The rest of the population is likely to also be offered another booster, but perhaps later than this, the national clinical director told Parliament’s Covid-19 recovery committee on Thursday.
Rounds of vaccination may then become annual or more frequent.
Prof Leitch was asked by the committee about plans to give a fourth dose of Covid-19 vaccine to over-60s in Israel.
In Scotland, fourth doses have so far only been offered to those who are immunocompromised, who have received three primary doses and a booster.
The Joint Committee on Vaccination and Immunisation (JCVI), which guides vaccination in Scotland, is reportedly gathering data on a possible further booster round.
Prof Leitch told the committee the decision would be kept “under review”, but is difficult to predict with certainty.
He has previously compared waning immunity to a “dimmer” light switch, emphasising that it reduces gradually rather than switching on and off abruptly.
“It's difficult to predict entirely, because it looks as though the immunity dimmer switch gets turned up quite well by the booster dose,” he said.
“Some people of course, the immunosuppressed, got three primary doses and then a booster, so we do have some people on their fourth dose inside Scotland.
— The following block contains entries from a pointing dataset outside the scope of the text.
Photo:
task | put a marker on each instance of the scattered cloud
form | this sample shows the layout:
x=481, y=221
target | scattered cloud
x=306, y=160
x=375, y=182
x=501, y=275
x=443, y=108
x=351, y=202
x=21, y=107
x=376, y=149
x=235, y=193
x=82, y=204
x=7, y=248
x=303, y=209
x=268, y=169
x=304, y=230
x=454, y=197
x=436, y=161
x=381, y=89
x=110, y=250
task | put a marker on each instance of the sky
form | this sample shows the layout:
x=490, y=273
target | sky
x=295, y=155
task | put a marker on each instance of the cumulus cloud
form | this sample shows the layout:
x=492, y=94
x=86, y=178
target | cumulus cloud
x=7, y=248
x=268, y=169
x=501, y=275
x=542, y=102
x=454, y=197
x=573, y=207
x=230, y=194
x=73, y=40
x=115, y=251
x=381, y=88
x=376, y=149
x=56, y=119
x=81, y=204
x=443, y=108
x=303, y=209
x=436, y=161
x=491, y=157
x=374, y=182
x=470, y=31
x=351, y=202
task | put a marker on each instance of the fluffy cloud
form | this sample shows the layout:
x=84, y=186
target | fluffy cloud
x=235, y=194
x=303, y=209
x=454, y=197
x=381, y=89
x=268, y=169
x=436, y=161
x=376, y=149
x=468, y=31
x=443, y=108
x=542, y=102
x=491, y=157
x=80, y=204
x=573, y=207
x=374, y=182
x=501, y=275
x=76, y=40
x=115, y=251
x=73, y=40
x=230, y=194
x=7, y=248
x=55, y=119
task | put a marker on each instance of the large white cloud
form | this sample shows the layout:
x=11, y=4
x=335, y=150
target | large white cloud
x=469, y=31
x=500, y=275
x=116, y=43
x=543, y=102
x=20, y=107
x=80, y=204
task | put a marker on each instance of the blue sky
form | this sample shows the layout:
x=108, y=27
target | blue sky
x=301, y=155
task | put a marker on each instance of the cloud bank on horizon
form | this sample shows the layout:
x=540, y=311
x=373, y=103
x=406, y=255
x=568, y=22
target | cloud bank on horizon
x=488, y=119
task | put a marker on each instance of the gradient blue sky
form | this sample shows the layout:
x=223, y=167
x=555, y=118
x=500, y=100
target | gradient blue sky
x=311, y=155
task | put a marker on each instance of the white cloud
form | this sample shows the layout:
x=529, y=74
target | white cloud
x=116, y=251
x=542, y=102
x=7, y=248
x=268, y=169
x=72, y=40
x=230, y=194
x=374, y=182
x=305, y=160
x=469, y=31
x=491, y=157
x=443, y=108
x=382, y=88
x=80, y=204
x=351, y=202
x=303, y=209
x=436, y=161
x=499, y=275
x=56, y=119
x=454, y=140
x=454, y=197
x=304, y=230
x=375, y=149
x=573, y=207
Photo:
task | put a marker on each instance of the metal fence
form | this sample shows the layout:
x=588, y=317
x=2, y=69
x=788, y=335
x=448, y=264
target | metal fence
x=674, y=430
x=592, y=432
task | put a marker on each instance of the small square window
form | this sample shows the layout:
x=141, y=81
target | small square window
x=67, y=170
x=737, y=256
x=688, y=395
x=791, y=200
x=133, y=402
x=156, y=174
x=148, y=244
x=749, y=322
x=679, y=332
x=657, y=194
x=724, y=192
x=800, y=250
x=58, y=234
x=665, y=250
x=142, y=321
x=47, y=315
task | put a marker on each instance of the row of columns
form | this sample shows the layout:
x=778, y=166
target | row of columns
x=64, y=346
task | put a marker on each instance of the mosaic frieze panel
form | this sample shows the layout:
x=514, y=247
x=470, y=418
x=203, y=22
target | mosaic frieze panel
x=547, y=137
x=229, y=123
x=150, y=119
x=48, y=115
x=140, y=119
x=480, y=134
“That dimmer switch has to stay up, and as soon as it begins to fade, we will know from trials, and then the joint committee [on vaccination and immunisation] will make decisions and give advice about what to do next.
“I would not at all be surprised if into next year, spring, summer, we'd be vaccinating the vulnerable again.
“I simply don’t know if we will need to vaccinate the whole population again as quickly as that. It may be a little bit later.
“Most of the smart money is probably on doing the vulnerable first and then do the rest of the population again.
“And then that might be an annual occurrence or even quicker than that, and the joint committee will decide that based on the files.”